The saga of waste disposal and poor drainage system in Africa

An opened rubbish ground in Nairobi, Kenya

The disposal of household waste worldwide is a problem that continues to increase with the development of industrialized nations and the growth of population. Poor waste disposal doesn’t only breed mosquitoes in tropical countries but could also cause an epidemic of widespread disease. After colonialism, most African countries were left in the very poor state, especially methods of its waste disposal and drainage systems.

The question is, if the Europeans are technically advanced in building underground drainage systems that there is no gutter found in any part of Europe or America, why did they fail to execute such projects in Africa during colonialism? Visiting Ghana, Sierra Leone, and Guinea, I saw one common thing, choked gutters. 

The gutters are filled with rubbish and debris, thereby causing impediment of movement of water during rainfall. Many countries in Africa experience drought during the dry season and when it rains many times there are floods because of the poor drainage system.

The most dangerous of all is within the Accra Central. Opened concrete slaps, after the evacuation of refuse from gutters, they are left uncovered, thereby causing more hazards to pedestrians. I’m wondering how many people have been injured or broken a foot, by accidentally falling into these gutters, while those responsible are left free to answer queries and charges for negligence or even to compensate the victim.

The prior aim of any government is to promote good health for the citizens of the country. Maintaining good health in Third-World countries could be very expensive but one of the best ways to reduce health cost is to maintain a proper waste disposal system. 

Mosquitoes are commonly seen in Europe, during the hot period in summer but surprising they do not carry any disease like malaria. Doctors don’t agree with Africans when they complain of malaria because there is no place for mosquitoes to breed such sickness in Europe.
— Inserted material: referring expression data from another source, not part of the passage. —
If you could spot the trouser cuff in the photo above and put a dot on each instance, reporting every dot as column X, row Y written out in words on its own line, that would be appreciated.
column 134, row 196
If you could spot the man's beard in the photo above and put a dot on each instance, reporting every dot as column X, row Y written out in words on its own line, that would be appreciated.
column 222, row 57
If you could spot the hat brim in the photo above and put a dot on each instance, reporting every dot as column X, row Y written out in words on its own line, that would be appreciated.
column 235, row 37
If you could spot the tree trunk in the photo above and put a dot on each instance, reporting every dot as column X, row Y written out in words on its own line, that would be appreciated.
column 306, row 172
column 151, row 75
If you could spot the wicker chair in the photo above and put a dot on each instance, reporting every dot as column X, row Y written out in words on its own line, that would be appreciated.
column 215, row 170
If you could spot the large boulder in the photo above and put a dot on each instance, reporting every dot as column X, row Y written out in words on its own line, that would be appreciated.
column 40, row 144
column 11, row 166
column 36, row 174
Waste can be divided into many different types. The most common methods of classification are by their physical, chemical and biological characteristics. Federal regulations classify waste into three categories. Non-hazardous are those that pose no immediate threat to human health and the environment. 

Household garbage is included in this category. Hazardous wastes are of two types. Those that have common characteristics, ignitability or reactivity and those that contain toxic components.

With the rapid increase of population, many methods of waste disposal came into existence with landfill as the commonest of all the methods. But this is the most cost-effective method of disposal. Refuse is also burned in incinerators. 

It is more expensive but a safer method of disposal than landfill. To avoid the throwing away of garbage indiscriminately the government needs to come out with a scheme that would ensure the proper way of waste disposal to avoid flood due to the blockage of drainage systems within the country.

Refuse recycle by sorting, takes time, energy, labour, and money to make new products from recycled ones. Ghana is gradually climbing up from the slums of colonial infrastructure but until developing a modern method of improving its waste disposal and improving its drainage systems, please let’s help to keep the city clean. 

People found disposing of refuse and answering nature’s call indiscriminately must be arrested on the spot to pay a fine. These are some of the methods implemented by the European parliament and the plan has worked. Firstly, the cities are kept clean; secondly, the money goes into the government's coffers as a sort of tax generating.